She lifted a shoulder and let it drop in a gesture that managed to convey both frustration and resignation. “I stopped by to see Frank afterward. The visit kind of sucked the triumph right out of me.” She aimed a tight smile at him. “Enough said on that topic.”
Well, hell. Frank was a bitter, self-absorbed bastard and a sorry excuse for a father. And Tyler considered himself an expert on lousy dads. Living with Big Joe had equated to sharing space with a rabid Rottweiler. He’d made himself scarce until the second he turned eighteen, and then officially got the f*ck out. When Joe had tipped over from a heart attack a few years later, Tyler had figured he was finally done with the man, but unfortunately, losing his father was like losing a limb. Sometimes he still woke up in a cold sweat, reeling from the phantom pain of beefy fists pummeling him.
Frank, however, still lived and breathed, and as certain men would do, aimed his foul mood at his offspring.

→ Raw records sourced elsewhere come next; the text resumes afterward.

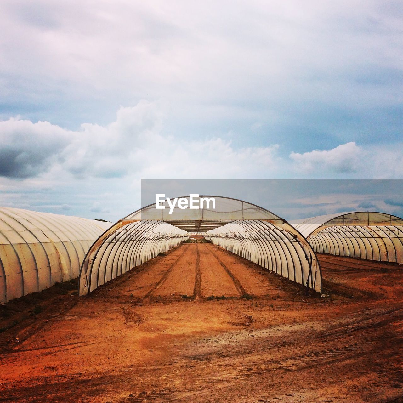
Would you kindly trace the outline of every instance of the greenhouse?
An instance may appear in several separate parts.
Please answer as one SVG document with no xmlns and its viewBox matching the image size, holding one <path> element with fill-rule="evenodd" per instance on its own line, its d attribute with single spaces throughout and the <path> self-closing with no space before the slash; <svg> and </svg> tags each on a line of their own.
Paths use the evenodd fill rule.
<svg viewBox="0 0 403 403">
<path fill-rule="evenodd" d="M 77 278 L 88 248 L 110 225 L 0 208 L 1 303 Z"/>
<path fill-rule="evenodd" d="M 187 199 L 185 204 L 189 204 L 189 197 L 180 198 Z M 112 226 L 87 254 L 80 274 L 79 294 L 91 292 L 194 234 L 204 235 L 234 253 L 321 291 L 320 269 L 314 251 L 285 220 L 242 200 L 201 197 L 214 198 L 214 208 L 173 207 L 166 201 L 160 210 L 156 204 L 151 204 Z"/>
<path fill-rule="evenodd" d="M 318 253 L 403 263 L 403 219 L 384 213 L 350 212 L 290 223 Z"/>
</svg>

Tyler sympathized with her situation, even as he told himself to stay out of it. She clearly wasn’t looking for sympathy and didn’t seem keen on sharing details. He respected her desire to keep her own counsel. Having just gotten an earful of Melody and Roger’s sex issues as well as the latest gossip concerning his own maligned manhood, he understood the advantages of discretion. Why her silence left him vaguely disappointed and wondering if she ever confided in anyone, he couldn’t say. God knows they had far better things to discuss than Frank.
The humidity had kicked Ellie’s waves up a notch—closer to the wild tangle he remembered. Absently, he tucked a stray tendril behind her ear and spotted the small mark on her forehead.
“What’s this?”
“What’s what?” She glanced at him uncertainly, but her cheeks went up in flames when he ran his finger over the tender spot near her hairline. “It’s nothing. You can thank Frank for that.”
A fist gripped his gut and his vision actually hazed for an instant. He carefully placed his half-empty beer on the bar and stood. “I believe I will,” he said softly.
“What?” Her brow creased as she worked out the meaning of his reply, then her eyes went wide, and she placed her hand on his forearm. “Tyler, wait.”
He shook his head, eased out of her hold and started for the door.
“Wait,” she repeated, more urgently this time. Her heels clicked on the wood floor as she hurried after him. When she grabbed his arm again, he took a deep breath to calm the tide of fury rising inside him before it crested and broke all over the wrong person.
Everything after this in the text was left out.